About osmolarity of solution. You could add sucrose to the bath to raise osmolarity of the Ibernate to 300 mOsm, and that way you probably would not have to change internal osmolarity that much.

I would recommend a Na-ATP solution or Tris-ATP solution since Mg can be a blocker at NMDA currents and likely affect EPSCs. Also, you could try K methyl sulfonate instead of K-gluconate. See my original post about prior work on that.

Sorry, I got confused with a different post.

This one is the one where other potassium salts are discussed briefly. In there are the references I was pointing you to.

https://www.researchgate.net/post/What_is_the_difference_bwteeen_potassium_sources_used_in_internal_solutions_for_whole_cell_patch_clamp

Hi Olivier,

Oh yes, I can add sucrose to the bath to bring it up. This sounds way easier than adjusting the osmolarity of the internal. I was just thinking since the cells are growing in a lower osmolarity solution, they might not like that. 

Thanks for the ideas about using different ATP salt and methyl sulfonate. I will check out your post  and the papers in there! :)

You wrote above: "And my internal exceed the external only 5 - 7 mOsm as you said. :) ". This is exactly the opposite to what it should be: osmolality of internal solution should be 5-7 mOsm lower than osmolality of external one! :)

Hi Victor,

Thanks for being observant. I actually tried the internal that is lower than the external and for a long time, I could not keep the access being stable at all. :) So I had a discussion on research gate about this. And another scientist shared with me the trick of using internal higher than external in culture neurons. Sorry I could not pull out the discussion link. So far it is really working well in term of keeping the access very constant. :) 

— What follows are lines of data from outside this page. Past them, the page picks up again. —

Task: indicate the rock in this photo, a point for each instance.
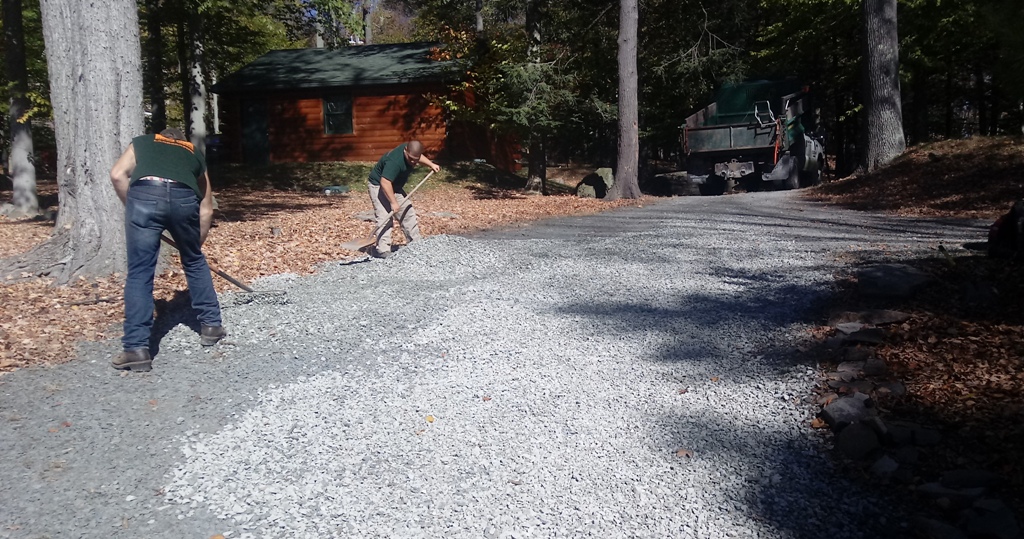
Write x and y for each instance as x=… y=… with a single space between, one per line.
x=891 y=388
x=866 y=336
x=586 y=192
x=844 y=318
x=846 y=411
x=842 y=376
x=926 y=437
x=825 y=399
x=960 y=497
x=596 y=184
x=878 y=425
x=857 y=355
x=884 y=317
x=964 y=479
x=857 y=441
x=899 y=281
x=900 y=434
x=905 y=455
x=931 y=529
x=885 y=466
x=875 y=367
x=862 y=386
x=853 y=367
x=850 y=327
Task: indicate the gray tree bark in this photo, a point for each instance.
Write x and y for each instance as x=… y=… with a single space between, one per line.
x=884 y=139
x=155 y=66
x=197 y=83
x=368 y=23
x=19 y=164
x=627 y=183
x=537 y=171
x=94 y=63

Every lab has its own legends and myths! :)

:)) Ha ha. Yes, that is true in many cases. The good thing is forum like research gate helps us to share and decode the myths and legends. So scientists can avoid making mistake that someone else already did... 

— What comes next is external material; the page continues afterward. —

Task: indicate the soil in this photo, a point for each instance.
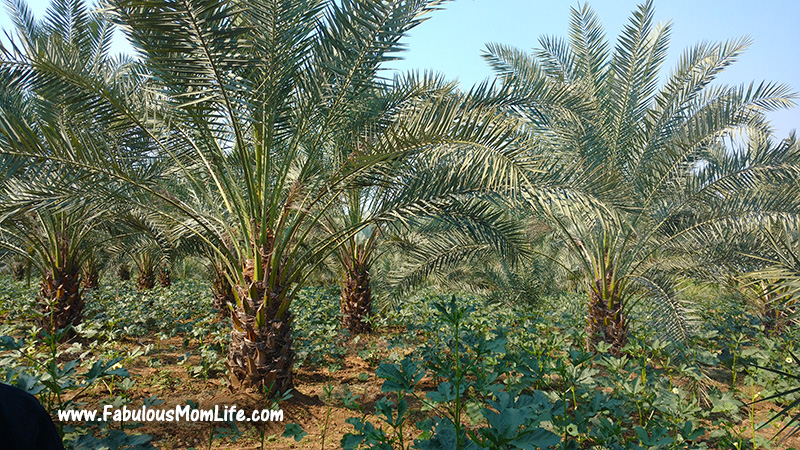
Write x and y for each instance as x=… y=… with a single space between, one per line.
x=322 y=415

 It's somewhat strange, Huong. It's my long-term experience with multiple living cell types (both recombinant and native cells) that internal osmolality should be lower than osmolality of external solution by 5-20 mOsm. Neuronal cells are especially sensitive to the difference which should not exceed 5-7 milli-units. If not within the range, it leads to cell swelling and preliminary death. This is also long-term experience of my lab which included six conventional and two automatic patch-clamp rigs. It's also experience shared over a large circle of my colleagues both in academia and industry.

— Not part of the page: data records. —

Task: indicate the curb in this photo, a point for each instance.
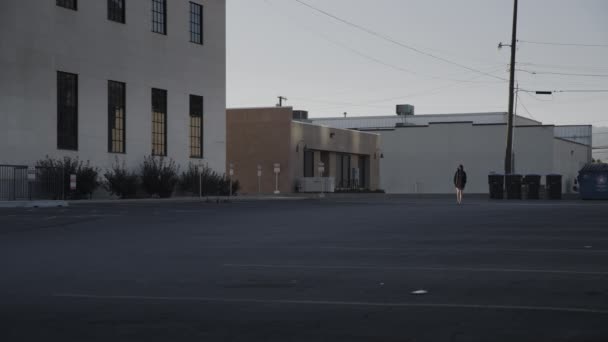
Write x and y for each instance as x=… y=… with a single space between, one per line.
x=34 y=204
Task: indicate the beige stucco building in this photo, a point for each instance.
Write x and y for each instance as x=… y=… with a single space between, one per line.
x=259 y=138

I use oxygenated ACSF (300 mOsm) combined with internal that is about 290 mOsm. No problems with simple (up to 20 min) recordings.

Thank you Ewa for the answer! :) 

Hi Victor, Yes, neuronal cells are super sensitive to the difference. The other day I made a mistake with the osmolarity pairing and the cells just crapped out after 10 min or so. I also thought it is fairly strange that my neurons like the internal to be hyper-osmotic in comparison to the external... My new lab is also an intensive ephys lab and everyone else is doing slice recording with 300 mOs external ACSF and 280 - 290 mOs internal. I just analyzed the access resistance from several cells I recorded recently and they either stayed very stable up to 30 min or somewhat improved after the first 3 min. And the values usually below 20 mega ohm. I was never able to have an access as good as this when using hypo-osmotic internal.